End mills, slot drills, routers, milling cutters, drill bits, V-bits and burrs - what does it all mean?
And which bit do I need for what job? For instance, which are the best end mills? and which is the best end mill for aluminium, and which are the best end mills for stainless steel.
This article gives you the low down on milling cutters and CNC tooling.
What is a CNC Machine?
Milling cutters, or endmills, are used in a CNC machine: Computerised Numeral Controlled.
Specialised software is used to send automated milling instructions or a ‘toolpath’ to the machine which then cuts away a design in your stock material.

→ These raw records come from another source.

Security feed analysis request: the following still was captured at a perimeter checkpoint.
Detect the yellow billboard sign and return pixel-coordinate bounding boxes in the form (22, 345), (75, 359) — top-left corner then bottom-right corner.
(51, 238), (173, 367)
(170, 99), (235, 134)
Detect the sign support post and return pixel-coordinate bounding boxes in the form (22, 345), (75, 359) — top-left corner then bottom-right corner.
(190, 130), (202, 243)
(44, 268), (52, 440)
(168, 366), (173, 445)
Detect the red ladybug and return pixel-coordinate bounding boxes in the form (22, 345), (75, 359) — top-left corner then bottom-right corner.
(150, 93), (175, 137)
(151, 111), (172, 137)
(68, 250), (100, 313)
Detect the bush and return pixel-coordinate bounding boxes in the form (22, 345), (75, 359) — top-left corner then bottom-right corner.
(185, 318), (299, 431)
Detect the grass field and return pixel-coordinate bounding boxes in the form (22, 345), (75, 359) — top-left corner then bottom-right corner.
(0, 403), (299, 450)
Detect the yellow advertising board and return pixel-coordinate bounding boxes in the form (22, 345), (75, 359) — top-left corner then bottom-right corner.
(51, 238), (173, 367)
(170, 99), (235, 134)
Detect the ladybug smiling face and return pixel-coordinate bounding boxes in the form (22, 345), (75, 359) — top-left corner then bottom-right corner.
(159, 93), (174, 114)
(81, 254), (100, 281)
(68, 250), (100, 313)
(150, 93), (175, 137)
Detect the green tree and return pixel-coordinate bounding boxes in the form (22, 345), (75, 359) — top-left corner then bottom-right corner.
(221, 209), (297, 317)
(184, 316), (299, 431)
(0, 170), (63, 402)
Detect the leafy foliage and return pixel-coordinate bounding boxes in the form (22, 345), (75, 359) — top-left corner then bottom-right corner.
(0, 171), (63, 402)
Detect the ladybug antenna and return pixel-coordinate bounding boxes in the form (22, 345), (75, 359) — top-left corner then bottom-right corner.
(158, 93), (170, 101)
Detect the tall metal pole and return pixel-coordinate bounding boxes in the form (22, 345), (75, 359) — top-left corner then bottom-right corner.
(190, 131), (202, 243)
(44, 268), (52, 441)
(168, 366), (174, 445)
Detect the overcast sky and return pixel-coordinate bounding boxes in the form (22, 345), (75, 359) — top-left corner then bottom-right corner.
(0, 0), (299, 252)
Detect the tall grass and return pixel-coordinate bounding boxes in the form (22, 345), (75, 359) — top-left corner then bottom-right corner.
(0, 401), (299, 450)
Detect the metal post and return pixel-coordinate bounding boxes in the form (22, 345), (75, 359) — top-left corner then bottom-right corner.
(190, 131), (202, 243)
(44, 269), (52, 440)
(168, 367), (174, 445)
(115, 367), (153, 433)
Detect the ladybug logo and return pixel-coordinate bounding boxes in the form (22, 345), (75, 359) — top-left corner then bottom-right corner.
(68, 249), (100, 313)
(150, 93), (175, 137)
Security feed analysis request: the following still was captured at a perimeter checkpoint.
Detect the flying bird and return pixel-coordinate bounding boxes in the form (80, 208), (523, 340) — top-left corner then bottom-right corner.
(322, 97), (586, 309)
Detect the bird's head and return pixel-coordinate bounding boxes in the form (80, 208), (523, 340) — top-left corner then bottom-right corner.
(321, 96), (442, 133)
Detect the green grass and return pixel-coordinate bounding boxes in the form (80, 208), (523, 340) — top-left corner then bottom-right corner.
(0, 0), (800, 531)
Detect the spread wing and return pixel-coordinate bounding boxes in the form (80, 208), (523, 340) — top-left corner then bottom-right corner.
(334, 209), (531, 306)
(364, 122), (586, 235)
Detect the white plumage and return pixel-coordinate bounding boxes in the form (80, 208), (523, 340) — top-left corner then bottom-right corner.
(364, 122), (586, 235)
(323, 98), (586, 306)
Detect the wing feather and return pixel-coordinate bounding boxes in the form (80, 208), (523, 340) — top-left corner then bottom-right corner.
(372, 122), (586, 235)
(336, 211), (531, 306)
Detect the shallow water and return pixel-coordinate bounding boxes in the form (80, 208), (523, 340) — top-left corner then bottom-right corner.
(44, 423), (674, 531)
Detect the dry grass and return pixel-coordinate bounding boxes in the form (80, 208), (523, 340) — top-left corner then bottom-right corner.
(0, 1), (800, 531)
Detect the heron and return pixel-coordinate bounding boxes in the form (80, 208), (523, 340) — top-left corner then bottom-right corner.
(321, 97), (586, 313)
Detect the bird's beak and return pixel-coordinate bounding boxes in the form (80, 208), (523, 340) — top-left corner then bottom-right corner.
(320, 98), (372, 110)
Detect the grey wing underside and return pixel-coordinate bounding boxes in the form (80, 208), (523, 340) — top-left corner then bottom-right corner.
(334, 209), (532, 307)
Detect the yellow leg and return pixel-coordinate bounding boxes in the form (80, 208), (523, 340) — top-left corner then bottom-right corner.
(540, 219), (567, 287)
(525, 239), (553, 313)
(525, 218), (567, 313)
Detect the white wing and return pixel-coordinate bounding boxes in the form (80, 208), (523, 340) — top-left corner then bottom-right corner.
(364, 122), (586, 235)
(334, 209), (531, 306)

The craft market has recently exploded with exciting compact, table top CNC Routers and Mini-milling machines. CNC Routers are now affordable enough to allow DIY enthusiasts access to this high- precision milling tool for carving and engraving.
What if I don’t have a CNC machine?
Endmills, routers and milling cutters are those used in a CNC machine, but if you don’t have a CNC machine then you can use Burrs in a rotary tool.
Burrs are available in carbide, steel and diamond.
To Drill or To Mill?
Just about any material can be cut using a CNC machine. Popular materials are metals, plastics and wood.
So why use an Endmill and not a drill bit? In short, a drill bit moves up and down, an end mill moves side-to-side (Note: there are endmills available that move in all directions).
1. End Mills cut rotationally in a horizontal, or lateral (side to side) direction whereas a drill bit only cuts straight down, vertically into the material.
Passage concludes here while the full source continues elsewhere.